Chapter 9- Directional Measurements

Directional measurements are crucial for any journalist to know, especially when it comes to reporting about an accident or a traveling ship for example. The journalist must be able to understand how fast something is happening and how far if that is the case. For example, if the journalist was covering a forest fire, he or she must be able to tell how wide the fire is (how much area it covers), how fast it is spreading, and where it is in terms of direction on a map.

These directional measurements can all be found through time, rate, and distance problems. The order of these can be switched around depending on the solution the journalist needs to find, but the basic formula is still the same. One of the important things to remember when working time, rate and, distance problems is to keep the units of measurement the same. For instance, if the rate is in miles per hour, the time needs to be in hours and the distance in miles. If the time is in minutes, then the journalist needs to divide by 60 to convert it to hours before working out the equation.

The formula for distance is rate multiplied by the time (Distance = rate x time). The formula for rate is distance divided by time (Rate = distance / time). And finally, the formula for time is distance divided by rate (Time = distance/ rate).

Next are speed, velocity, acceleration, g-force, and momentum. While speed and velocity are not the same measurement, the can be used interchangeably. Speed measures how fast something is going and velocity indicates its direction as well. Most likely, a reporter will only have to calculate speed. Average speed is also used by journalists. Average speed is calculated by dividing the distance traveled by the time it took to get there (average speed = distance / time). Instantaneous speed is also used to tell one the speed at exactly a certain moment, seen in a car’s speedometer.

The formula for acceleration is ending velocity minus starting velocity divided by time( acceleration = (ending velocity- starting velocity) / time). The formula for ending velocity is acceleration multiplied by time, plus starting velocity (ending velocity = (acceleration x time) + starting velocity).

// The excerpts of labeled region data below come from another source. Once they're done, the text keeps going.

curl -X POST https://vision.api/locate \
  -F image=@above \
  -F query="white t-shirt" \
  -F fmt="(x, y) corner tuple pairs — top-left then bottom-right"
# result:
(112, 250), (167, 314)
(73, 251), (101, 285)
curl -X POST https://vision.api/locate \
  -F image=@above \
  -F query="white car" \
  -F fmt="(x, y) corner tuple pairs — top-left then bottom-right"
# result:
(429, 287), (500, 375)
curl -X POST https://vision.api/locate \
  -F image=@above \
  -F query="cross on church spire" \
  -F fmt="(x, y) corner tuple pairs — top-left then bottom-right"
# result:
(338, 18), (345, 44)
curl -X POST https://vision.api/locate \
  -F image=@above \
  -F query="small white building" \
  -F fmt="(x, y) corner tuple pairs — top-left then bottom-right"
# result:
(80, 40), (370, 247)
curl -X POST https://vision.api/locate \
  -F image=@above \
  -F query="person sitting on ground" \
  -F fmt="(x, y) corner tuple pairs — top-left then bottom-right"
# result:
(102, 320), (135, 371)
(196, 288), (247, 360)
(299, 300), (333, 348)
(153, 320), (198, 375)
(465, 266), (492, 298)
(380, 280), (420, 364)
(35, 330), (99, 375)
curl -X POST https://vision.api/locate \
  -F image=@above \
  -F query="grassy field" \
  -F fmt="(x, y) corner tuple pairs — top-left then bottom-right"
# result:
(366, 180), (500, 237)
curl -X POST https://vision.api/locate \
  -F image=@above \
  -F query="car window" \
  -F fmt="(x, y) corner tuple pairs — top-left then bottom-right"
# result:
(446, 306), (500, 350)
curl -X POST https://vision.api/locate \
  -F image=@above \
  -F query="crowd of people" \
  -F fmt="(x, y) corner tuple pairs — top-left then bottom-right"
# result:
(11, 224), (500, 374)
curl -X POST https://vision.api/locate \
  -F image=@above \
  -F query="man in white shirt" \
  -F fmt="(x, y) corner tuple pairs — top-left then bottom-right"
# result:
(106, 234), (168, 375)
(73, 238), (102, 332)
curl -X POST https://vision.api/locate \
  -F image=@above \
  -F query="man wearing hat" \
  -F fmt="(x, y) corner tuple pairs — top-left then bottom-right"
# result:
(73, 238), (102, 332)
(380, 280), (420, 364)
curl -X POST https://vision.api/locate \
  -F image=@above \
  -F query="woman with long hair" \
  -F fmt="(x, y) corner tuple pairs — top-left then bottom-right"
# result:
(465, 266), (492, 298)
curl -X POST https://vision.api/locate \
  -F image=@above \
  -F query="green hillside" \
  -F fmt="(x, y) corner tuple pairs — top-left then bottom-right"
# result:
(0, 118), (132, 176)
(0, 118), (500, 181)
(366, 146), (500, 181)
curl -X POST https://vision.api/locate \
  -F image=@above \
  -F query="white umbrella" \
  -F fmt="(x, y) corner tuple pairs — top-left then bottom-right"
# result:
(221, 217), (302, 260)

A G-force is another measure of acceleration. One “g” stands for the normal force of gravity on Earth’s surface. Acceleration produced by this gravity is measured at 9.8 meters per second per second (32.2 feet per second per second).

Like speed and velocity, weight and mass can be used interchangeably. Mass is a measure of amount and weight is a measure of the force of gravity pulling on an object. Regardless of gravity, mass always stays the same but weight can change. The metric measure of mass is the kilogram and the metric measure of weight is the Newton. On earth, a Newton is equal to 0.225 lb. on earth.

To find out the ending velocity, you can use what you know- how fast something has been falling. But if you only know the distance something fell, not how fast, you need to find out the ending speed. To do this, the equation needs to be manipulated for acceleration.

Another component is momentum. All moving objects have momentum. It is the force needed to stop an object and is the product of mass and velocity. Momentum = mass x velocity.

Finally, decibels can be used to measure the intensity of sound. One decibel is one-tenth of a Bel, a unit of measure.

Example Problems

Chapter 9

A reporter from the Charlotte Observer went to cover a NASCAR race. The cars went around a 1.5 mile track . The winner won the race in 3 hours (180 minutes).What was his average speed?

Average speed = 1.5 miles/3 =

Chapter 10

Elon just built another garden on campus. It is a rectangle with a length of 15 feet and a width of 10 feet. What is the perimeter?

Perimeter = (2 x length) + (2 x width)

Perimeter = (2 x 15) + (2 x 10) =

30 + 20= **50 feet**

** Chapter 11**

What is the volume of a suitcase that is 35 inches long, 25 inches wide, and 8 inches tall?

Volume = length x width x height

Volume= 35 x 25 x 8

**Volume =**7,000 cubic inches

Chapter 12

A reporter took a story on the building of a giant sandbox for children at the local park. He noticed 100 cubic feet of sand was put in the sandbox. How many cubic meters was used.